A total of 435 cases were included in the propensity score calculation, and 1-to-1 matching resulted in 80 pairs of anterior and posterior surgical cases; 99% of these matched patients had multilevel compression. The anterior and posterior groups did not differ significantly in terms of the postoperative mJOA score (15.1 versus 15.3, p = 0.53), Neck Disability Index (20.5 versus 24.1, p = 0.44), or Short Form-36 (SF-36) Physical Component Summary (PCS) score (41.9 versus 40.9, p = 0.30). The overall rates of perioperative complications were similar between the 2 groups (16% versus 11%, p = 0.48); however, dysphagia/dysphonia was reported only in the anterior group whereas surgical site infection and C5 radiculopathy were reported only in the posterior group.

CONCLUSIONS

Anterior and posterior decompression for degenerative cervical myelopathy resulted in similar postoperative outcomes and rates of complications.

LEVEL OF EVIDENCE

Therapeutic Level III. See Instructions for Authors for a complete description of levels of evidence.

摘要

背景

外科医生在对退行性颈椎脊髓病进行手术治疗时,常根据脊髓受压的影像学特征、受累节段数量和脊柱排列情况,在两种不同的手术入路(前路和后路)之间做出选择。然而,对于哪种入路更优尚无共识。本研究的目的是使用基于磁共振成像(MRI)的倾向评分匹配分析,比较退行性颈椎脊髓病前路和后路手术入路的术后结果。

方法

共有757例患者纳入两项前瞻性多中心AOSpine研究,涉及26个国际研究点。对术前MRI进行回顾,以明确脊髓受压的原因,包括单节段椎间盘疾病、多节段椎间盘疾病、后纵韧带骨化、黄韧带增厚、椎体半脱位/椎体滑脱、先天性融合、受压节段数量或脊柱后凸。在逻辑回归模型中,使用人口统计学数据、术前MRI结果和改良日本骨科协会(mJOA)评分计算选择前路减压的倾向。

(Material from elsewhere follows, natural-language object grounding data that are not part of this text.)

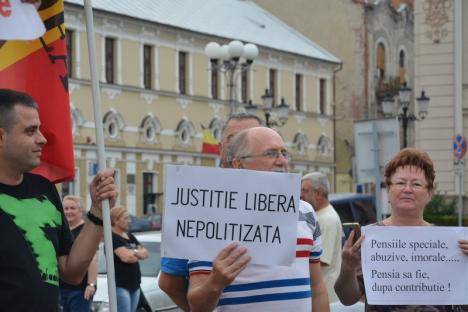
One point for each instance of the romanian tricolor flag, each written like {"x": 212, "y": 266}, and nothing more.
{"x": 39, "y": 68}
{"x": 210, "y": 145}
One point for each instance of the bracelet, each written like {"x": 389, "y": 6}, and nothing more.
{"x": 94, "y": 219}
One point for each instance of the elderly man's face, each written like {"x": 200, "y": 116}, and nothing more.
{"x": 234, "y": 126}
{"x": 266, "y": 151}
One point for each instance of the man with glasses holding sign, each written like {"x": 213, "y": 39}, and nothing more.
{"x": 230, "y": 282}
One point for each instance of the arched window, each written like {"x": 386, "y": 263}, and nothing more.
{"x": 323, "y": 145}
{"x": 216, "y": 127}
{"x": 185, "y": 132}
{"x": 150, "y": 129}
{"x": 113, "y": 123}
{"x": 381, "y": 60}
{"x": 77, "y": 120}
{"x": 402, "y": 70}
{"x": 300, "y": 143}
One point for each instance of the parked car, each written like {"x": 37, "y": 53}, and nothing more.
{"x": 150, "y": 222}
{"x": 156, "y": 299}
{"x": 339, "y": 307}
{"x": 354, "y": 207}
{"x": 155, "y": 221}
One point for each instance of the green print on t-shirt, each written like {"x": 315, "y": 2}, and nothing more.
{"x": 32, "y": 215}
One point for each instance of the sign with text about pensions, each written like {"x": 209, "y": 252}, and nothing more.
{"x": 207, "y": 208}
{"x": 420, "y": 265}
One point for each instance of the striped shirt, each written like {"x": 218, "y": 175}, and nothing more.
{"x": 274, "y": 288}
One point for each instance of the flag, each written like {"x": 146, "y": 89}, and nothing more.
{"x": 210, "y": 145}
{"x": 38, "y": 68}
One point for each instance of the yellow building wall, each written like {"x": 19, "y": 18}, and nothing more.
{"x": 200, "y": 75}
{"x": 167, "y": 67}
{"x": 286, "y": 87}
{"x": 311, "y": 84}
{"x": 131, "y": 62}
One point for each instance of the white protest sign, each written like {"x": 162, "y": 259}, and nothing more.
{"x": 207, "y": 208}
{"x": 19, "y": 21}
{"x": 414, "y": 265}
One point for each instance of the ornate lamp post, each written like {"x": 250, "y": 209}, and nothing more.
{"x": 404, "y": 100}
{"x": 232, "y": 65}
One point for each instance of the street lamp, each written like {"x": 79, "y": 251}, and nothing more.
{"x": 281, "y": 111}
{"x": 404, "y": 99}
{"x": 232, "y": 65}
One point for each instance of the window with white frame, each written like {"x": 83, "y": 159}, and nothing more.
{"x": 148, "y": 66}
{"x": 150, "y": 129}
{"x": 185, "y": 132}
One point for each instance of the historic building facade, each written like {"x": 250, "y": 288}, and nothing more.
{"x": 374, "y": 40}
{"x": 157, "y": 90}
{"x": 441, "y": 69}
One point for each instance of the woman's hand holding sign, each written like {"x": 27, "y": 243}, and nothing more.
{"x": 463, "y": 243}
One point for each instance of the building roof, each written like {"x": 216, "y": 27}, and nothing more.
{"x": 233, "y": 19}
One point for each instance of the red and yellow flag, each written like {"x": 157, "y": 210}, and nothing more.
{"x": 210, "y": 145}
{"x": 39, "y": 68}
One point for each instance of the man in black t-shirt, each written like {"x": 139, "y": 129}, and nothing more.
{"x": 37, "y": 247}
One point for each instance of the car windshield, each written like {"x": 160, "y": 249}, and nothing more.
{"x": 149, "y": 267}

然后,我们对接受前路减压的患者与倾向评分相同但接受后路减压的患者进行1:1匹配,以比较两组在调整背景特征后的2年术后结果和30天围手术期并发症发生率。

结果

共有435例病例纳入倾向评分计算,1:1匹配产生80对前路和后路手术病例;这些匹配患者中99%有多节段受压。前路组和后路组在术后mJOA评分(15.1对15.3,p = 0.53)、颈部残疾指数(20.5对24.1,p = 0.44)或简明健康调查问卷36项(SF-36)身体成分总结(PCS)评分(41.9对40.9,p = 0.30)方面无显著差异。两组围手术期并发症的总体发生率相似(16%对11%,p = 0.48);然而,吞咽困难/发音障碍仅在前路组中报告,而手术部位感染和C5神经根病仅在后路组中报告。

结论

退行性颈椎脊髓病的前路和后路减压术后结果及并发症发生率相似。

证据水平

治疗性III级。有关证据水平的完整描述,请参阅作者须知。